Save datasets in Galaxy history from jupyterlab notebook #1157

anuprulez · 2021-09-10T15:29:37Z

This PR adds a Galaxy tool for processing long-running jobs emitted from a script in the Jupyterlab notebook such as created here. This tool will be useful for running scripts as a job such as training a machine/deep learning model that takes a long time to finish. The trained model (as ONNX format) will be available in Galaxy history after the job finishes.

Steps to run this tool:

Serve Galaxy via planemo locally containing this tool
Generate an API key from running Galaxy instance
Execute the notebook https://github.com/anuprulez/jupyterlabtool/blob/master/upload_jltools.ipynb after updating the API key. This notebook will connect to the local Galaxy instance via bioblend and execute the saved script on Galaxy.
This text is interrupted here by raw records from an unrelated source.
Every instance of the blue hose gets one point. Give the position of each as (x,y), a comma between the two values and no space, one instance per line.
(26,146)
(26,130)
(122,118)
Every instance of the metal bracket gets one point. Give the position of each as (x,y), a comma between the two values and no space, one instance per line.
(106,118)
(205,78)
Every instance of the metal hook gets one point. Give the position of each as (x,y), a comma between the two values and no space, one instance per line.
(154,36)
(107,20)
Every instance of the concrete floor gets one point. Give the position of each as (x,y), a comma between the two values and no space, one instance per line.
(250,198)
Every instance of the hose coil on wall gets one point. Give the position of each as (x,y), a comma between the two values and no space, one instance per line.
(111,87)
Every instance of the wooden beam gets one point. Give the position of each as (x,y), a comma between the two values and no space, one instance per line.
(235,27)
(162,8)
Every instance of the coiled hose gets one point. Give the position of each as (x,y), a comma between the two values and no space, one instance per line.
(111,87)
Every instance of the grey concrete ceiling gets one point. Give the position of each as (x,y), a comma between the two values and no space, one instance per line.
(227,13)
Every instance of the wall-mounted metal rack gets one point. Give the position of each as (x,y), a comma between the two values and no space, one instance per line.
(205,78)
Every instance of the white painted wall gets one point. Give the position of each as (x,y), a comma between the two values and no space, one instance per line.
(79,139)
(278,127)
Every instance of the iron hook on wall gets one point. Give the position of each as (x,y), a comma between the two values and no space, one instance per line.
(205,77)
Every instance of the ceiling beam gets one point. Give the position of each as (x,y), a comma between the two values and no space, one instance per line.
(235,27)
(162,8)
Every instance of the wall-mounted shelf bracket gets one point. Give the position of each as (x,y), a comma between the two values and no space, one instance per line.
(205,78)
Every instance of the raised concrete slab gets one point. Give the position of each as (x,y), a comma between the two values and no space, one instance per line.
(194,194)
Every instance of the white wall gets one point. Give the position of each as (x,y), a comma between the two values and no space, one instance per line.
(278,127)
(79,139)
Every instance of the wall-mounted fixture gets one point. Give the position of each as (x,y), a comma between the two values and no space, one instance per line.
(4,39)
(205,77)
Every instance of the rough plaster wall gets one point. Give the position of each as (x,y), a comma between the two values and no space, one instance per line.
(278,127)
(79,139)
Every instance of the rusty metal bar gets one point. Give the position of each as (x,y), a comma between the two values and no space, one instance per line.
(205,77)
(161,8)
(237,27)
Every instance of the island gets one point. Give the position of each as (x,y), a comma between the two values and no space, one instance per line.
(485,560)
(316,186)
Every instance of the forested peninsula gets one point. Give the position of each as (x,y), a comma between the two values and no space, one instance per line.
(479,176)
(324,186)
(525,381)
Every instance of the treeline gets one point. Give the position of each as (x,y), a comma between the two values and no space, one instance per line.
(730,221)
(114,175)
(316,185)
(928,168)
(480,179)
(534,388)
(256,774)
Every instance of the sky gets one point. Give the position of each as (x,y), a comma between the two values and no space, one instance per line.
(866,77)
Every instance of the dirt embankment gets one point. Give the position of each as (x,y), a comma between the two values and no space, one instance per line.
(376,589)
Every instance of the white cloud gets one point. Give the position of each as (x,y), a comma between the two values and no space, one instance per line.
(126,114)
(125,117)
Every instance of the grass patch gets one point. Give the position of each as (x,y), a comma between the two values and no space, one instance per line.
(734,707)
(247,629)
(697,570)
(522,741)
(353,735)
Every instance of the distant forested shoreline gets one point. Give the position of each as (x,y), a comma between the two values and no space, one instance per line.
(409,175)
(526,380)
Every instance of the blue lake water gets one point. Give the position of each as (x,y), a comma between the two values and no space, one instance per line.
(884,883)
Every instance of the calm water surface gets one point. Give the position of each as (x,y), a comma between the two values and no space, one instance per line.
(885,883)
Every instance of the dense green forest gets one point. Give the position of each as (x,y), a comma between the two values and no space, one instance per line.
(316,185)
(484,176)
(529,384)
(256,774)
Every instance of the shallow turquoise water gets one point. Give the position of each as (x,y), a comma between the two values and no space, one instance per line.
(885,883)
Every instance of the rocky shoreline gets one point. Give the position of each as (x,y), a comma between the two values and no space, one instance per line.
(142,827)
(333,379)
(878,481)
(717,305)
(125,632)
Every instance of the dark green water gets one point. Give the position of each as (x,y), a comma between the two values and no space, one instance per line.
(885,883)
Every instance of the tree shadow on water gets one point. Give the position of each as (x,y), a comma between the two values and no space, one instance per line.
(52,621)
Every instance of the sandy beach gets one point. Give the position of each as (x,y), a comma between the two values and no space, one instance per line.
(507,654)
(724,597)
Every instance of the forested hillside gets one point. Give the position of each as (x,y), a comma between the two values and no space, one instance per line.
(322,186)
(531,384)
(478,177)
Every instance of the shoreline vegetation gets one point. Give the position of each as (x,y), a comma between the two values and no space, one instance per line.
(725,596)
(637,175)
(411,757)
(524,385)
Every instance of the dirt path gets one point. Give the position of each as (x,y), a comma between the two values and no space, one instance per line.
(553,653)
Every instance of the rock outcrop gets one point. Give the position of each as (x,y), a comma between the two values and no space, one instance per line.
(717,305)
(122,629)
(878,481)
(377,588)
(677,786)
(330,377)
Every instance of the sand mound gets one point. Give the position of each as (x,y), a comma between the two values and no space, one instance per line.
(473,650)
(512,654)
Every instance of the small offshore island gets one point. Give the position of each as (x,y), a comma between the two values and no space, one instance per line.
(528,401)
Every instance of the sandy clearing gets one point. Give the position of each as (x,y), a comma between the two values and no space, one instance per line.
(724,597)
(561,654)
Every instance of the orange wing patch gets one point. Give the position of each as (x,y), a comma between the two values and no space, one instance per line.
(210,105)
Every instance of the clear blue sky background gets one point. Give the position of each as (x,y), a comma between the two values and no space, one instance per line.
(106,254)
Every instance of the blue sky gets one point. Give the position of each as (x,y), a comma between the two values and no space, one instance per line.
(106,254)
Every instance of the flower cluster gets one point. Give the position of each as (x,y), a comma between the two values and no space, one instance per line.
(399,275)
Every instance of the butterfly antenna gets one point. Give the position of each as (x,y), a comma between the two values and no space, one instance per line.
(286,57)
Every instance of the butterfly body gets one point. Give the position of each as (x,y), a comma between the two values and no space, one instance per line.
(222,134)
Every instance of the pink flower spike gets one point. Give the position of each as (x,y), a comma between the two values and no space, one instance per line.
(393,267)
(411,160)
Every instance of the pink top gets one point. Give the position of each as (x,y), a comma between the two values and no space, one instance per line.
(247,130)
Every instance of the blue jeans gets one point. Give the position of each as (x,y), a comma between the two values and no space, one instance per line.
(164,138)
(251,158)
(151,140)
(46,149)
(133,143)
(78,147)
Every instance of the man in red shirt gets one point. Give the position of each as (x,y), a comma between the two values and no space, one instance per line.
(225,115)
Once the job finishes, the trained model will be available in a newly created Galaxy history as an ONNX file.
Note: ONNX file format is now available in Galaxy in the dev branch.

Currently, this work is in progress, tools tests are not yet written. Your comments are welcome!! Thanks!

mvdbeek · 2021-09-16T10:03:26Z

What do you think about using a collection with discover_outputs, this should have a similar effect and be better performance-wise, it would work better in workflows, history extractions etc ?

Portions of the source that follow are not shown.